If you plan to access NVivo for Windows files (whether on a Windows or other machine), you will also need

pip install --user pymssql

while if you are going to access NVivo for Mac files, you will need

pip install --user git+git://github.com/BarraQDA/sqlalchemy-sqlany

Note that the above command installs BarraQDA's own fork of sqlalchemy-sqlany, pending the merging of this pull request.

User abers found a problem on Raspberry Pi (possibly other ARM systems) where the pymssql library requires other packages (freetds-common, libsybdb5) to be installed. This problem was resolved by installing those packages using the package manager (eg apt-get for Debian-based systems) before using pip to install pymssql.

Optional extras

In order to convert data among various formats, NVivotools uses a number of helper applications. If you plan to use NVivotools to load sources into your NVivo projects, you will need the following:

LibreOffice/OpenOffice and unoconv

If you are going to import textual data into NVivo, you will need either LibreOffice or OpenOffice.

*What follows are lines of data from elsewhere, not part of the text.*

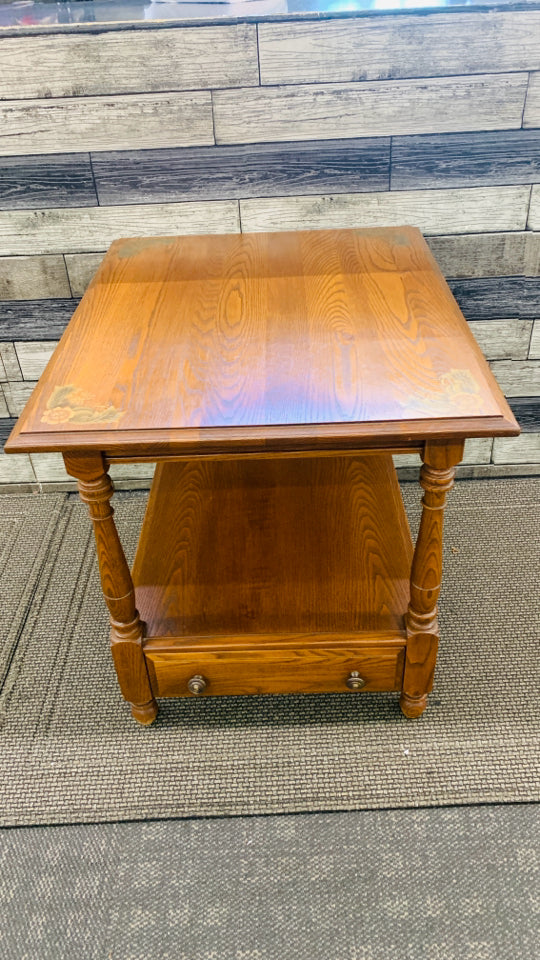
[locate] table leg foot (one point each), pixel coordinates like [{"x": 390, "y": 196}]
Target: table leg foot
[
  {"x": 145, "y": 713},
  {"x": 413, "y": 707}
]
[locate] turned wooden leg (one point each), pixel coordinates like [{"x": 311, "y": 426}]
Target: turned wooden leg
[
  {"x": 96, "y": 490},
  {"x": 436, "y": 478}
]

Although NVivotools already includes unoconv, there are some incompatibility between the version of Python (or more precisely the pyuno library shipped with LibreOffice/OpenOffice) which may force you to either install an older version of LibreOffice (this appears to be the case on Mac) or a different version of unoconv (this seems to happen under Linux).

Linux

Use your usual package manager to install one of LibreOffice or OpenOffice, plus unoconv. The distribution should take care of Python compatibility issues by installing Python 3 if required.

Windows

Install one of LibreOffice or OpenOffice by following the links from the website. The version of unoconv shipped with NVivotools seems to work fine under Windows.

Mac

According to this report you need to install an older version of LibreOffice in order for unoconv to work.

Use

The core of NVivotools is its ability to transform data into and out of NVivo's proprietary formats. A number of scripts are provided for use in different operating system environments and provide different degrees of control over the process. All of the scripts have a basic usage guide which can be seen by calling them with no argument.

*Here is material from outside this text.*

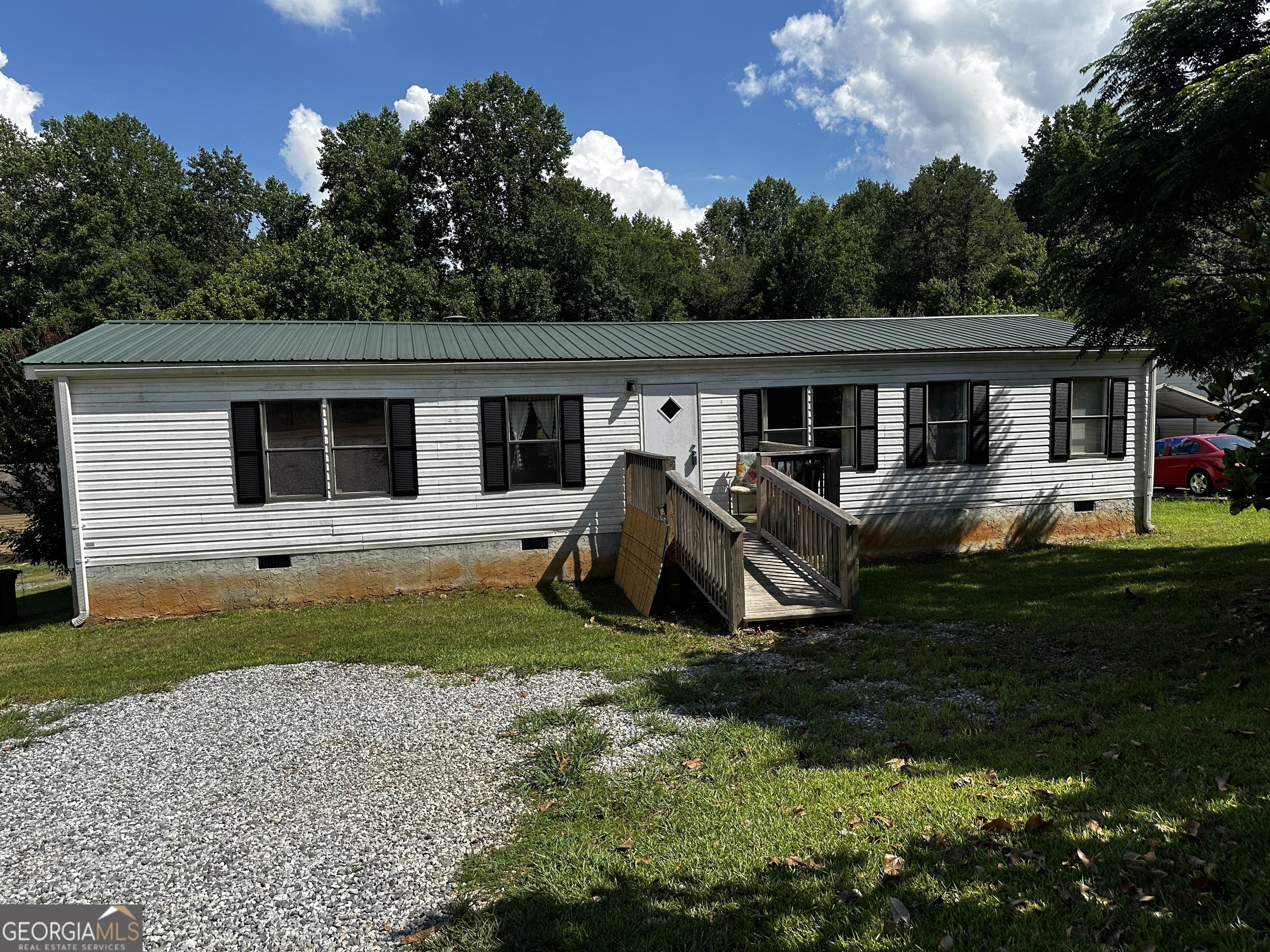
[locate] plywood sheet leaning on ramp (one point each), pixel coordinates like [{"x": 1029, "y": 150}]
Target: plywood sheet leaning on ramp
[{"x": 640, "y": 558}]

The most generic scripts are NormaliseDB.py and DenormaliseDB.py, which take an input and output descriptor (in sqlalchemy format, eg sqlite:///filename.db or mssql+pymssql://user:password@sqlservername/database), and convert the former to the latter. However most users are likely to prefer to use dedicated scripts for converting NVivo for Windows (.nvp) or for Mac (.nvpx) files.

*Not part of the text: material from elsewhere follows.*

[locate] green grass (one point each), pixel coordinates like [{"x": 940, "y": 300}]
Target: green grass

NEW Convert between NVivo and RQDA

Scripts to convert to and from RQDA The following scripts are available for converting between NVivo and RQDA formats. As usual, calling the script with no arguments prints the usage, and scripts whose name contains NVP refer to the NVivo for Windows and need to be run under Windows. The other scripts can be run on Mac, Linux or any similar machine with SQL Anywhere installed.

Windows

Two scripts are provided specifically for Windows: NormaliseNVP.py and DenormaliseNVP.py. These two scripts transform an NVivo project from an .nvp file into, and out of, a normalised project (.norm) file respectively.

Mac and Linux

The scripts NormaliseNVPX.sh and DenormaliseNVPX.sh transform an NVivo project from an .nvpx file into, and out of, a normalised project (.norm) file respectively. Note that you need to call these sh scripts rather than the equivalently named Python scripts - this is because SQLAnywhere requires certain environment variables to be set before any database work can be done.

What can you do now?

Once your research data is freed from the clutches of NVivo, you are limited only by your imagination! Here are some that come to mind:

  1. Load data into your project. Use scripts including editProject.py, editNode.py and so forth to build your project. It's much less tiresome and error-prone than NVivo's GUI, you can also repeat the process as many times as you need to get it right.

  2. Extract data from your project. Coming soon: scripts to do this for you.

  3. Automate your coding. See the script textblobExampleCode.py for a simple example of the use of Python's Natural Language Toolkit to produce nodes and code sources at those nodes. This blog entry shows the result of applying the script to NVivo's sample project.